Firstly can I say a huge 'thank you' to all the comments I've received on this so far. The suggestions have been really useful and I'll certainly take them into account during my next edit.

However, can I just confirm a couple of points? To save any possible confusion in the reader I wanted to manage the changes as follows:

# Each viewpoint will be clearly marked by a '=====' character between the sections.

# The first line of the section will confirm the identity of the person who is in focus, e.g.: 'I watched my wife lay back into the pillows, in rapture as he entered her...(husbands viewpoint)'; 'I watched his slow advance toward me, my engorged nipples aching to be touched...(wifes viewpoint)'; 'She dropped her mouth around her husband's glistening cock, pushing her ass up into the air as if to offer it to me...(the lovers viewpoint).

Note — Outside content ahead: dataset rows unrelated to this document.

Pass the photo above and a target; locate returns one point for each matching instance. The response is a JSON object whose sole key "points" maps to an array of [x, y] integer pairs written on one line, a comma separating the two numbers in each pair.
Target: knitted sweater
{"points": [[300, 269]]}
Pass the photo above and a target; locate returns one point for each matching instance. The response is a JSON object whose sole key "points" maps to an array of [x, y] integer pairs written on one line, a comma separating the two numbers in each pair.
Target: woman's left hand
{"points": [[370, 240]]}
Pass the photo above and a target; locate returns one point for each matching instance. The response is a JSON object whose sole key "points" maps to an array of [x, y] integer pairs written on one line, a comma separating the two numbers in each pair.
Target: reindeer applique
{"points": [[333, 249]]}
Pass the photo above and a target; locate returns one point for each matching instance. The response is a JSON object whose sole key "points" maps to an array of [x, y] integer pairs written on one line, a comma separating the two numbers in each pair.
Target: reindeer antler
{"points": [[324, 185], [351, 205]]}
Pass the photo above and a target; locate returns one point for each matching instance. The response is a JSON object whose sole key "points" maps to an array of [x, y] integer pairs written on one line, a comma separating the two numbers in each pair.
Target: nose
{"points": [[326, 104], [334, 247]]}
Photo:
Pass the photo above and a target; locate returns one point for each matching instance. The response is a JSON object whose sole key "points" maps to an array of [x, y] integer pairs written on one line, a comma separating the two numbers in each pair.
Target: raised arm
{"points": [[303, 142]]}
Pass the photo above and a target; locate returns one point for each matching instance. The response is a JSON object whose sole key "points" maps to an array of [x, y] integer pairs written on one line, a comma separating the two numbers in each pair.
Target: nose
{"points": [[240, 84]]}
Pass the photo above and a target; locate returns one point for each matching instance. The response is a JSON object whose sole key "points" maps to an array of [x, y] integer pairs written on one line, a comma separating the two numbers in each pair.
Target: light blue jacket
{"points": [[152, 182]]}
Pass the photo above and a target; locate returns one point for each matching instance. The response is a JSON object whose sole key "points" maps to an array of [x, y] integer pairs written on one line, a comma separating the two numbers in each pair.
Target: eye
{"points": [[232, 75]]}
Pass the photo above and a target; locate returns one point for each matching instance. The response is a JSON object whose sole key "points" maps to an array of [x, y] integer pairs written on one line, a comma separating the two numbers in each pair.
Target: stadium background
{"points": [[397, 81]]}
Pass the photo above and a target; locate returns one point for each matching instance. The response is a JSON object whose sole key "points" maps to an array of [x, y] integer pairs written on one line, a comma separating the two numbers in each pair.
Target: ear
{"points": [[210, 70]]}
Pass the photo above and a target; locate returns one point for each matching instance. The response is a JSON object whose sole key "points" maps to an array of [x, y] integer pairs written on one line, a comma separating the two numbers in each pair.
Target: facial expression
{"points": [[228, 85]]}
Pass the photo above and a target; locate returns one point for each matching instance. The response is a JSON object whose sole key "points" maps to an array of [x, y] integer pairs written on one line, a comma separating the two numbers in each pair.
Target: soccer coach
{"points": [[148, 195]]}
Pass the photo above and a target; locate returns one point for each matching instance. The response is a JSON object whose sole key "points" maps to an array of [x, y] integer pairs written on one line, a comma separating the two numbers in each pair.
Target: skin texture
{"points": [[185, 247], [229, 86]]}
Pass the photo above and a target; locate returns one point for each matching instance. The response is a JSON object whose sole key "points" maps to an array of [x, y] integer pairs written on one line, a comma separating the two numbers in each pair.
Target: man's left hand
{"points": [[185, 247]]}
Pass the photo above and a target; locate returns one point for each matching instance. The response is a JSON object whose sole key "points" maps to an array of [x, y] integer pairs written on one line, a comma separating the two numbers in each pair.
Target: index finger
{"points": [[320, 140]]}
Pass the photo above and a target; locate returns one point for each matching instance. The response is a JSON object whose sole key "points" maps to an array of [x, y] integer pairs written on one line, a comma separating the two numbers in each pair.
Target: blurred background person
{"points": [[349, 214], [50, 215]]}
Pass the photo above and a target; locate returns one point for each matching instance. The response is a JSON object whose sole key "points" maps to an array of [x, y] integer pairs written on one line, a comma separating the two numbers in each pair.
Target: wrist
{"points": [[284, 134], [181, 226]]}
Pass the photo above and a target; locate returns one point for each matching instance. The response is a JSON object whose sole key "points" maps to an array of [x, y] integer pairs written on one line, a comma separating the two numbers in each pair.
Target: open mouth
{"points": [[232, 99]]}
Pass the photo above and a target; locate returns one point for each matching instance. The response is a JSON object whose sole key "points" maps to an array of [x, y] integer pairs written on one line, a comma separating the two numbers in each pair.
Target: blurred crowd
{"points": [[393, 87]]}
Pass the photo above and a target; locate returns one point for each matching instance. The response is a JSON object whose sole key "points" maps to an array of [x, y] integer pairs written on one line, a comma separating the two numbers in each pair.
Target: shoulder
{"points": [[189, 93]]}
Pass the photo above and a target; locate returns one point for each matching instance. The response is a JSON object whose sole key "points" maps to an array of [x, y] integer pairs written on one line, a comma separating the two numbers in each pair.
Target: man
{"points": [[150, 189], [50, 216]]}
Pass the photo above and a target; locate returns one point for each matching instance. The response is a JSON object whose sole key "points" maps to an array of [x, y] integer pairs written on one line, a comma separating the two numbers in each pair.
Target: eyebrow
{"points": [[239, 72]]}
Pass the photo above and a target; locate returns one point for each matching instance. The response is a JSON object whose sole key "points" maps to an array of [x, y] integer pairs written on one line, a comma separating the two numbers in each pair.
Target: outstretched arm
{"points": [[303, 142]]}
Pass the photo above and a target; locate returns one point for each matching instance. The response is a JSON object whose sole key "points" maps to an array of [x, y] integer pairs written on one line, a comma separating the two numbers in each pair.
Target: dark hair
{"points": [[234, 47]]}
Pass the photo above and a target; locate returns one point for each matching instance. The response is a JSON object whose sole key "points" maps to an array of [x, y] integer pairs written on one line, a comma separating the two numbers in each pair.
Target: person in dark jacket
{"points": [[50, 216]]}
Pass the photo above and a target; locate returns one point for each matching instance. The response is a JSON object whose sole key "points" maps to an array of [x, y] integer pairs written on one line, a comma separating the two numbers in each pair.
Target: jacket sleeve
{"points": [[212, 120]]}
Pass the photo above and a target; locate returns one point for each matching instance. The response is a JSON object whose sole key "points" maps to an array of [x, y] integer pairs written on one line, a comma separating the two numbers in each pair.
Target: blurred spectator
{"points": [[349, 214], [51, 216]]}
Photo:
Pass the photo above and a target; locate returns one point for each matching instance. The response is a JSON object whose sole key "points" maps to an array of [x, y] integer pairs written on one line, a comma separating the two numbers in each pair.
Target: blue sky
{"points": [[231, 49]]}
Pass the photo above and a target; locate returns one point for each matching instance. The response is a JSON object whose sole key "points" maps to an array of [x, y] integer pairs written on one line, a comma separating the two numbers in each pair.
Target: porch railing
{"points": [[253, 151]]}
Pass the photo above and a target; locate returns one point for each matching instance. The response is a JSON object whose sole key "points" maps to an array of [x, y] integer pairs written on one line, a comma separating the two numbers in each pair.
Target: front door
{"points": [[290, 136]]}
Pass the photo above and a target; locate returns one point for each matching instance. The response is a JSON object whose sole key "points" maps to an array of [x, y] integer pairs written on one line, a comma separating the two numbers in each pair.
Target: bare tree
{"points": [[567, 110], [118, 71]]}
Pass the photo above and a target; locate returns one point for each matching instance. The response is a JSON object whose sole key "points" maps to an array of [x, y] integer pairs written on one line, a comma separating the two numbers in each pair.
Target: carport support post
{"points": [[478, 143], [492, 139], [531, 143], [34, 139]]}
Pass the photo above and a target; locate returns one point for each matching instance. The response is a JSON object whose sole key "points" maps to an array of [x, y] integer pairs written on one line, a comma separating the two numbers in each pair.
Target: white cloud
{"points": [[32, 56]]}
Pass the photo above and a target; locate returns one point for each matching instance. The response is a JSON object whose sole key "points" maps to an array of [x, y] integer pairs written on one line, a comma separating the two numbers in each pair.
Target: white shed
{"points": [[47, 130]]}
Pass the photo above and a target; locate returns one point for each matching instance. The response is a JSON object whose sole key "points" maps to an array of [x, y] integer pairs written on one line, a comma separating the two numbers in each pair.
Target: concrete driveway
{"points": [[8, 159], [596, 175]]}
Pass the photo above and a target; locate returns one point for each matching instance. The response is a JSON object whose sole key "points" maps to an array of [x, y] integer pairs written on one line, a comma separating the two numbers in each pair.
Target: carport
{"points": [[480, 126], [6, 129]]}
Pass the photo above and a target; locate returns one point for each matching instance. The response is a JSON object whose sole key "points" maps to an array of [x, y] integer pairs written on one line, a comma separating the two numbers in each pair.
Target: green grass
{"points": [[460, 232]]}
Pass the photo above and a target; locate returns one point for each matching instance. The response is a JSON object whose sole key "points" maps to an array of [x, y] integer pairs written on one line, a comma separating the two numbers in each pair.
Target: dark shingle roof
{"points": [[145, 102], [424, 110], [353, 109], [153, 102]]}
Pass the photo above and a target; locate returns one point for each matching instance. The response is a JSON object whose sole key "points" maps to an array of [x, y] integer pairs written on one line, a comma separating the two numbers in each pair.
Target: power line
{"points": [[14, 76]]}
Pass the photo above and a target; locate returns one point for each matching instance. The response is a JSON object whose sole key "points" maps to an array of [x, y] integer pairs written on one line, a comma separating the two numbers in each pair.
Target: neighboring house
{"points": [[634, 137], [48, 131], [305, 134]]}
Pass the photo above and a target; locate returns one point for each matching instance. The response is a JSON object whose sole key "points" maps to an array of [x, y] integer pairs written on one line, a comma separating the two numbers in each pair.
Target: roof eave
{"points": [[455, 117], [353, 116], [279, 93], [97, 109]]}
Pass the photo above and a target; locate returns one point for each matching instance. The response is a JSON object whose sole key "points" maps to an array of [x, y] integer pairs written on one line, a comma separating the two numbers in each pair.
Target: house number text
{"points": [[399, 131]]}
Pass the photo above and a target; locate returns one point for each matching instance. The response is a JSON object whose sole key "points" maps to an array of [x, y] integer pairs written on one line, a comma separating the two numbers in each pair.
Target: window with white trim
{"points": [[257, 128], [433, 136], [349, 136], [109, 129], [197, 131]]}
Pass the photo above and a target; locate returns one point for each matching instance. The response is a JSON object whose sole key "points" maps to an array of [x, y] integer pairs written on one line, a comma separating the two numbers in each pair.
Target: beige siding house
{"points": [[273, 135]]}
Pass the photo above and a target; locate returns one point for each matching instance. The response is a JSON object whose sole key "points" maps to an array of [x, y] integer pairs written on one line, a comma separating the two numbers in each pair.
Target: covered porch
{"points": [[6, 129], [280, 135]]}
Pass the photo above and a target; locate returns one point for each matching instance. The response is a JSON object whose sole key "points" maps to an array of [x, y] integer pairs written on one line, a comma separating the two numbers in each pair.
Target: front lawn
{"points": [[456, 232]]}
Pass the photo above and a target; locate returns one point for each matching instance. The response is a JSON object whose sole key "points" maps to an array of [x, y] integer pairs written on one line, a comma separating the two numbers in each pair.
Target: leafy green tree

# The change of viewpoint will move the story forward and not be a desciption of the same event. For example, in the scene described above where the wife takes her husband into her mouth for a blowjob, the next scene (from the husbands perspective) will contain a line or two giving his reaction to this act. But it will then go on to describe how he grasped her head to pull her up towards him, kissing and entering her with his cock.

I'm working on the first edit now so will put at least a section of the tale up for further comments.

Thanks for everything so far - much appreciated! (KB)
 
Truly, I wouldn't get too formalistic. It's your piece, your vision, your style. Creative writing profs in colleges scream at run-on sentences, yet Hemingway commonly used them hundreds of words long - he earned both Pulitzer and Nobel Prizes. Do it however feels best to you.

If you are really worried about it, perhaps you could write the story and then adapt it using a couple of different styles. See which looks best. Get another person to be your beta reader and see what works best for them.